After becoming popular in the German hacker community in the mid-to-late nineties, Club Mate began to spread outside of Germany through hacker conferences, eventually becoming the conscientious coder’s Mountain Dew and a staple in the electronic-music scene. The 2600, a hacker collective based on Long Island, began distributing it to individuals in the U.S. in 2008 at an event called The Last Hope, and was for years the only way to get it in the U.S. — either through their eponymous quarterly magazine or old-school website.

The first bar ever to sell Club Mate on U.S. soil, Bossa Nova Civic Club in Bushwick, serves it with vodka for eleven dollars — a more artisanal Red Bull and vodka. You have to drink down to the “sweet spot,” the bartender told me, right underneath the label on the neck of the bottle. I did, and he filled it back up with vodka, the carbonated tea bubbling up and over as it hit. He added more vodka, then I returned to my table to drink it with the friends whom I’d roped into trying it with me. After the initial excitement wore off, we each sipped at our bottles slowly — not disgusted, but not pleased either. It wasn’t so novel for everyone else in the bar, almost all of whom were drinking the lager-colored liquid. Matthew Sanders, who runs Club-Mate’s USA distribution, says one of his worries in taking it on was that though everyone at Bossa Nova likes it, but he didn’t know whether this would necessarily translate into wide appeal. “People at Bossa Nova also like to do drugs,” he said, by way of explanation.

Sanders has been running Club-Mate USA in Brooklyn for about a year now, which explains its creeping spread throughout the borough. He approached the head of The 2600, Emmanuel Goldstein, about a partnership, and now runs wholesale and resale distribution, while The 2600 still sells directly to individual customers. Sanders employs a combination of traditional beverage distributors and start-ups to move product. Most of it is kept in a warehouse near the L train in the deep outskirts of Bushwick, and delivery is free to stores in the greater NYC area, New Jersey, Massachusetts, Connecticut, Delaware, Maryland, and D.C.
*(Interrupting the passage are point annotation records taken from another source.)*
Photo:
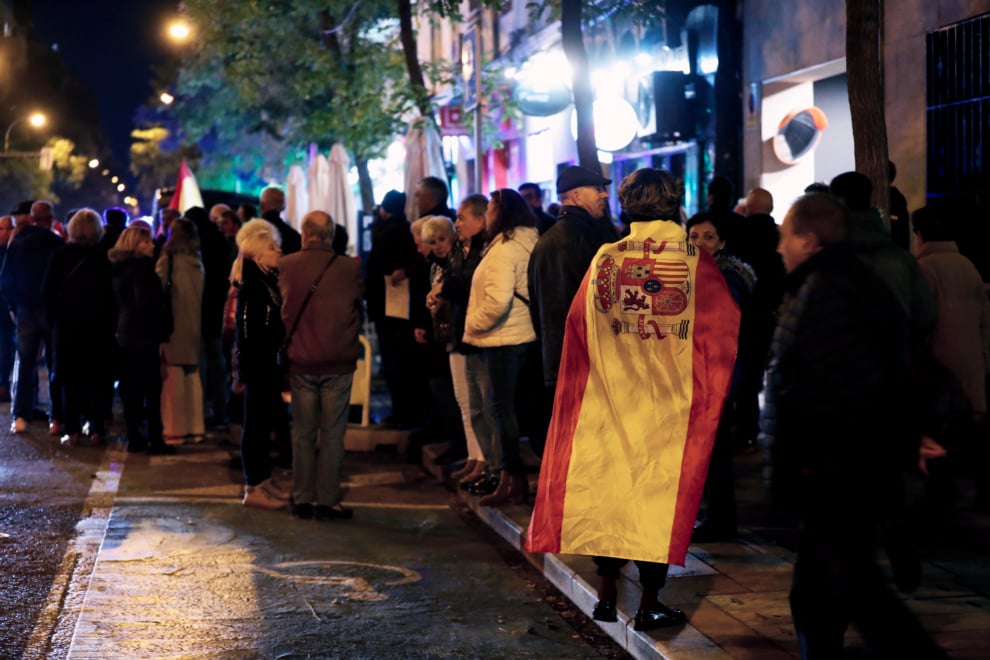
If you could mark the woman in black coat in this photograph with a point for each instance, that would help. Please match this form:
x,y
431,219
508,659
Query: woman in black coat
x,y
259,334
81,309
139,296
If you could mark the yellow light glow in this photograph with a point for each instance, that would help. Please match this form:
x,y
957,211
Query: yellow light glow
x,y
179,30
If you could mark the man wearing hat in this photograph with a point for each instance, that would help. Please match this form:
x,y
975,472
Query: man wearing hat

Outside of New York City — where Trans Pecos in Ridgewood sells it for eight (1/3 liter), nine (1/2 liter) and ten (1/3 liter with booze) dollars a bottle — Club-Mate is mostly widely available in Austin, Texas. Beyond that, it’s scattered among major cities, with only four places for purchase in the whole of California. The insular family behind Club Mate isn’t interested in deals for domestic bottling or changing the label at all, making the possibility of the drink’s growth beyond niche tech and music communities, where it is renowned for its ability to power all-nighters. The West Coast is the next frontier, Sanders says, because there’s music in L.A. and tech in San Francisco; heavy glass bottles of an unknown beverage aren’t the easiest sell, so he doesn’t see it reaching the middle of the country in a major way for at least two years.

As the label tells you, one gets used to it. But the next time I ended up at Bossa Nova Civic Club, I ordered a whiskey and soda.

Correction: The price of Club-Mate at Trans Pecos was incorrect. It has been updated.